As proof of the violation of Italian criminal laws, Mignini and another prosecutor charged Amanda with calunnia against the police and Mignini for her statements in court, and in her appeal documents, for reciting her account of what had occurred during the interrogation. The Boninsegna court motivation report lists the specific crimes that the authorities believe Amanda was implicitly charging against the police and Mignini.

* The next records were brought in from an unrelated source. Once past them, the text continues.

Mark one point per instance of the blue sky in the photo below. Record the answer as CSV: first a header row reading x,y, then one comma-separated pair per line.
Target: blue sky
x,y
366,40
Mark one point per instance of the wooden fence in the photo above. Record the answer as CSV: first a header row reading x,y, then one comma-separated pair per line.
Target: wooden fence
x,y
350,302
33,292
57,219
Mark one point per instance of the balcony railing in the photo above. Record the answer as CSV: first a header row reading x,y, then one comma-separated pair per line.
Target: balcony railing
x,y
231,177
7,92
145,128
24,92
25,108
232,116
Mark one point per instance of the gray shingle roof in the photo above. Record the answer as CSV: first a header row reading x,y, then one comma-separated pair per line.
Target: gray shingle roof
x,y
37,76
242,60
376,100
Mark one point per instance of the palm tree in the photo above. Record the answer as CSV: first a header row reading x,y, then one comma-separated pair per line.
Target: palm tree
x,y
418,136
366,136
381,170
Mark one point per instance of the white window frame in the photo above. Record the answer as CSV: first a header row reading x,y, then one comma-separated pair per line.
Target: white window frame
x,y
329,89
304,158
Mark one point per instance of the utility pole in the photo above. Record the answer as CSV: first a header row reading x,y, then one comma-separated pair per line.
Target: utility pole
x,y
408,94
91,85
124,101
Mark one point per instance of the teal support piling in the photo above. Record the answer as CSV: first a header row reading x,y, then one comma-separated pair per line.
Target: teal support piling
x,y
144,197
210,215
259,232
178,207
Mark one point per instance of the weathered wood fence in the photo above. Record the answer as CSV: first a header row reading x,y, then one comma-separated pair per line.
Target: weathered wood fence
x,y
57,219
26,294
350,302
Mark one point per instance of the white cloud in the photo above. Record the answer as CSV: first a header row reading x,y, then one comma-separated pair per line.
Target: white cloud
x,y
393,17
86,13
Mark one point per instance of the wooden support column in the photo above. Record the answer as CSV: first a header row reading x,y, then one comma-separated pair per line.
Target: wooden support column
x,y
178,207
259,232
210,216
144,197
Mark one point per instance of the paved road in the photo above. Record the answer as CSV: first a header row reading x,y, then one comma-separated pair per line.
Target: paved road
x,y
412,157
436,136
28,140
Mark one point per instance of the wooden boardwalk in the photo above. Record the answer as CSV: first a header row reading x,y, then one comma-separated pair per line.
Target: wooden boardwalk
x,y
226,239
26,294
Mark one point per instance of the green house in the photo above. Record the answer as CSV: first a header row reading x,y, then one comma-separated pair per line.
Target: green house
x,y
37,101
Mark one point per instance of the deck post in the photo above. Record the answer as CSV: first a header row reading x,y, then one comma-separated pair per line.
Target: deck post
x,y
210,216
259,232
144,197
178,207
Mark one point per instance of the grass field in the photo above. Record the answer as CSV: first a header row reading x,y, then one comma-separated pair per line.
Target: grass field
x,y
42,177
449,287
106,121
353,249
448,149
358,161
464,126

Likewise, in the Julie Rae Harper case there was documented criminal misconduct. Here's one example;
Quote:
UIS discovers evidence of police perjury: The media coverage from the Prisoner Review Board hearing prompted the former mayor of Lawrenceville and the former chief of police to contact the Downstate Innocence Project with evidence suggesting that a Lawrence County Sheriff deputy testified falsely at Julie’s first trial, providing false evidence which contributed to her conviction. The Deputy, who was first on the scene, made no report about searching the back yard for footprints on an intruder. However, at trial, Deputy Dennis York testified that before entering the house he shined his flash light down on the wet dew-covered grass and could find no evidence of a perpetrator’s footprints in the back yard where Julie described the intruder striking her to the ground and calmly walking away. York testified, “I shined the yard with my light. It was heavy dew. I seen no fresh track in the yard.” However, this testimony is contradicted by a neighbor who walked the same area in his barefeet and said the grass was dry. After Julie was convicted, her new husband Mark Harper contacted a meteorologist who reviewed weather records for that morning. This expert concluded there would have been no dew on the ground that morning. Key evidence was discovered by UIS that was never provided to Julie’s defense attorney by prosecutors. This withheld evidence was an audio-taped interview of Deputy York that was conducted on the morning of the crime by the Lawrenceville police chief David White. The audio interview contradicted York’s trial testimony by stating he went immediately inside the house and never mentioned searching the back yard for footprints in the dew. This audio tape was never provided to the defense during Julie’s first trial. Yet, his testimony was used by prosecutors as evidence that there was no intruder.
ETA (updated) Again, the case closely parallels the Kercher case... what happened to Amanda happened to Julie. Prosecutor Parkinson parallels Mignini. In both cases the police immediately concluded there was a staged break-in and this resulted in them immediately looking at someone living inside the home.